Rivera's campaign spokesman did not return messages from The Associated Press seeking an interview with the congressman. Rivera's attorney, Michael R. Band, did not respond to several calls and emails.
Garcia admits that the Rivera's troubles have helped his chances. Rivera defeated him 52 percent to 43 percent two years ago in the 25th District, which was redrawn and renumbered after the 2010 Census.
"To some degree, I'm the other guy. I'm not the guy being investigated by the FBI or having his campaign workers arrested," Garcia said in a recent interview.
The new 26th District includes the Florida Keys and largely suburban and rural parts of Miami-Dade and Collier counties. The redistricting means Rivera faces more independent and Democratic Hispanic voters than he did in 2010 when he was running for a heavily Cuban-American seat.

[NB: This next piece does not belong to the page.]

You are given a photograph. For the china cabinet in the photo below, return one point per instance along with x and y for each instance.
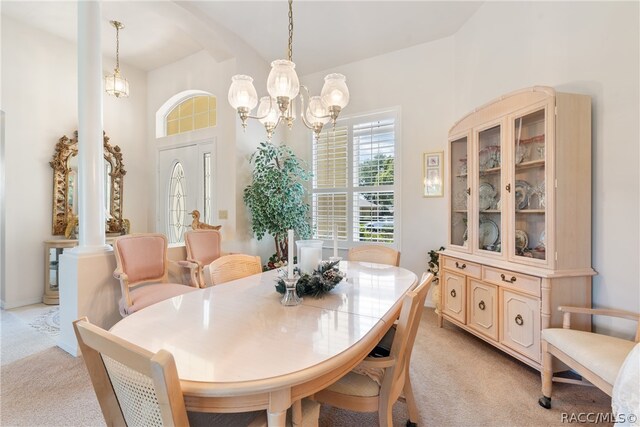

Voters in the Keys, though, have repeatedly re-elected another Cuban-American Republican, Ileana Ros-Lehtinen. She carried her district, which stretched from Key West to Miami Beach, with 69 percent of the vote in 2010.
Both Rivera and Garcia are Cuban-American, and both have worked for the Cuban American National Foundation at one time — Rivera as a writer and researcher in Washington, Garcia as executive director.
Rivera, 47, serves on the House foreign affairs and natural resources committees. He previously served eight years in the Florida Legislature alongside now-U.S. Sen. Marco Rubio, who was his roommate in Tallahassee.
Garcia, 48, is a former Obama administration official in the Department of Energy, and Gov. Lawton Chiles appointed him to the Florida Public Service Commission, but he has never held elected office. Before challenging Rivera in 2010, he unsuccessfully ran against U.S. Rep. Mario Diaz-Balart in 2008.
The South Florida-born, University of Miami graduate says that while there may be a sense of deja vu around his rematch with Rivera, he's focused on addressing the issues with voters and chipping away at the name recognition Rivera has generated, both negative and positive.
"But the truth is, I'm out there alone, also. He's not out there, so that gives us pretty broad running room to talk to about the issues," Garcia said.